Stobart recently drafted in a veteran of corporate turnarounds, David Shearer, as its new chairman, with an effort to unify shareholders following protracted legal disputes likely to be at the top of his agenda.
Woodford Investment Management, the fund manager engulfed in a crisis after it blocked investors from withdrawing money from one of its funds last week, and Invesco Asset Management, are among Stobart’s big shareholders.
They took opposing sides in an effort to oust Iain Ferguson, the outgoing chairman, last year.
Mr Tinkler was sacked as a director last year and then mounted a legal case to be reinstated, accusing the board of gerrymandering the vote to keep him at bay.
A bitter legal fight then ensued which found that Mr Tinkler had breached his director’s duties but also resulted in Stobart withdrawing its allegation that he had made improper expenses claims.

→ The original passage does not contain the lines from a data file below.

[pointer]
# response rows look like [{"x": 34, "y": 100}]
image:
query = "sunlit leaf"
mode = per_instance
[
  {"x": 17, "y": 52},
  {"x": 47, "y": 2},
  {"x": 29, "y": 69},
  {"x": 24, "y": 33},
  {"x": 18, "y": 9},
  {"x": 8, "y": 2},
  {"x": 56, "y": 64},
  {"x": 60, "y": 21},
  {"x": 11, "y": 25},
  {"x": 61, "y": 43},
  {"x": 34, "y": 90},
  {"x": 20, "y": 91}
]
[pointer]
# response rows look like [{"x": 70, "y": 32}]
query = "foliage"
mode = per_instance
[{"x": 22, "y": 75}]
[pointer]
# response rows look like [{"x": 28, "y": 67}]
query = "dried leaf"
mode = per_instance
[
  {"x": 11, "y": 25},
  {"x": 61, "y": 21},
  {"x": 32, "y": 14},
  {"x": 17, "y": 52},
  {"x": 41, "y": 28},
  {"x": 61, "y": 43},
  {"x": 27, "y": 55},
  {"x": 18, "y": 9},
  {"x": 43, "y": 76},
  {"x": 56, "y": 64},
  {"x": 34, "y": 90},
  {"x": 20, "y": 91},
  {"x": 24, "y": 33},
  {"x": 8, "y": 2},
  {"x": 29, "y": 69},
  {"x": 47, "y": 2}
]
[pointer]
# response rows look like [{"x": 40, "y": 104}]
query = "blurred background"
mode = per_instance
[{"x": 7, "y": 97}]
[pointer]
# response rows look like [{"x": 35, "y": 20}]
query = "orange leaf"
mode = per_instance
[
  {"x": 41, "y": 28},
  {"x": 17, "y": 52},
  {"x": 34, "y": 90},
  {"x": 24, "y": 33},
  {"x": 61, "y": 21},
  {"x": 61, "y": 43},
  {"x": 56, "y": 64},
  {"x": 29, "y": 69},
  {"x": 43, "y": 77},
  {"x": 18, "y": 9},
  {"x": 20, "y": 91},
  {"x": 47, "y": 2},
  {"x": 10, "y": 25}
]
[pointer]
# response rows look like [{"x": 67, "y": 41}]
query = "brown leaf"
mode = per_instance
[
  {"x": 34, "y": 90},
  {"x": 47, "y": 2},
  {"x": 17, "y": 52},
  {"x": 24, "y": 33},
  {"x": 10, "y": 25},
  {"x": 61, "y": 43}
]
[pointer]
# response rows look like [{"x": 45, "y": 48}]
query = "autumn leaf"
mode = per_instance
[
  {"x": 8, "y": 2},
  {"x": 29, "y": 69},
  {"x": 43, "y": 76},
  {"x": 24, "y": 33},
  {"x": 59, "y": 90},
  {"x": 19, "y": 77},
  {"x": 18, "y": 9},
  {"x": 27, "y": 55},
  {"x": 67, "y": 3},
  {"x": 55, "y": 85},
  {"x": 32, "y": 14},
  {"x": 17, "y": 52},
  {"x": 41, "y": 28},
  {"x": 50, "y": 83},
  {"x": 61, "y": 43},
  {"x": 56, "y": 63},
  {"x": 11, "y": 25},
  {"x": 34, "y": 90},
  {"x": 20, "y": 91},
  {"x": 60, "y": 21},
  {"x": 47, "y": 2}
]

In his letter to the company, Mr Tinkler also raised concerns about the role of John Coombs, the remuneration committee chairman, and said Stobart had failed to disclose details of a £160m incentive plan for its aviation business.
Stobart also has interests in biomass energy but is now not directly related to the haulier Eddie Stobart.
Mr Tinkler’s letter and tabling of resolutions ahead of its forthcoming annual meeting reignites hostilities which have periodically erupted ever since his ousting.
The enmity between the two sides took a further twist earlier this year when Mr Tinkler bought a stake in Flybe and tried to prevent its sale to the Stobart-Virgin Atlantic consortium.
Stobart has continued to endure a difficult time since last year’s AGM, announcing in March that it was slashing its dividend in order to invest in expanding Southend Airport.
Its shares are down nearly 60% over the last year, giving the company a market value of just over £405m.
A spokesman for Mr Tinkler declined to comment.